Analyze Features

The Features page in the Pipeline section is an exploratory page that visualizes the feature generation, transformation, and selection that occur during the Pipeline run.

You can get valuable insights by analyzing the types of features selected for given targets. This helps to better understand what influences predictive accuracy.

This page includes an Overview, Generalization, and a Targets view. Click the buttons at the top of the page to switch between the views.

View Predictive Features

The Overview view provides insights into the predictive features generated and selected during Pipeline across all targets. Metrics for how long feature engineering ran during the pipeline are also provided.

Feature Engineering Duration: The number of seconds feature engineering ran.

Feature Transformation Rounds: The number of rounds that occurred during feature engineering.

Max Feature Selection Rounds: The maximum number of rounds of feature selection run across all targets.

Total Unique Generated Features: The number of features generated or transformed by the XperiFlow engine.

Total Unique Selected Features: The number of features used by at least one model.

Feature Transformer Distribution Chart: A bar chart showing how many features were created using each type of transformer.

Feature Type Distribution: A bar chart showing the number of features for each data type.

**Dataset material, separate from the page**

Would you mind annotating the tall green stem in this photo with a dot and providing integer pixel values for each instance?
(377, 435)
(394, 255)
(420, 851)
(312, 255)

The naming convention for features signals the order in which transformations to them occurred during Pipeline and can include the following terms:

CleanNegativeToZero: If you chose to not allow negative targets, all negative target values are cleaned by assigning them as zeros.

CleanMissing: This is a standard job by XperiFlow to impute for missing values.

From Source: Shows how many features and events are from the data source.

Lag(frequency=[X],lag_step=[Y]|): A feature like this is a lag of Y periods with X frequency.

TimeBreakdown-[X]: This feature analyzes the minute, hour, day, week, or month that a data point occurred.

View Generalization Pipeline Features

The Generalization view provides insights into the how generalized different features were across targets. The grid shows the following information:

Feature Name: The shorter common feature name for features. For example, “SalesLunch-Lag7” and “SalesDinner-Lag7” would both be “Lag7” (assuming SalesLunch and SalesDinner are targets).

Feature Trail: The full common feature name for features. Similar to Feature Name, but the full name instead of the short name.

Utilization Percentage: The percentage of eligible targets that used the feature in at least one model.

Target Candidate Count: The number of targets that were eligible to use the feature.

Target Utilization Count: The number of targets that used the feature in at least one model.

Data Type: The data type of the given feature.

View Predictive Features for Targets

The Targets view provides insights into the different predictive features that were selected for each given target and used by models during Pipeline.

Click a target in the Targets pane to see how many features were selected for it and used by models during the pipeline run and how many of those selected features are in each feature category. The table lists each selected feature for the current target, with its type and name, and whether the feature is an event feature, time-related feature, or if it originated from source data.

Selected features are broken down by types and represented visually on this page. Types include:

Numerical: Examples of this include temperature (67 degrees) or a 7-day lagged value (a feature for avocado sales today is the avocado sales from 7 days ago).

Multi Categorical: An example of this would be day of the week (1-7).

DateTime: The date dimension is always included in this.

Binary Categorical For example: “For the given date (row of data), did the event St. Patrick’s Day occur (0 or 1)?”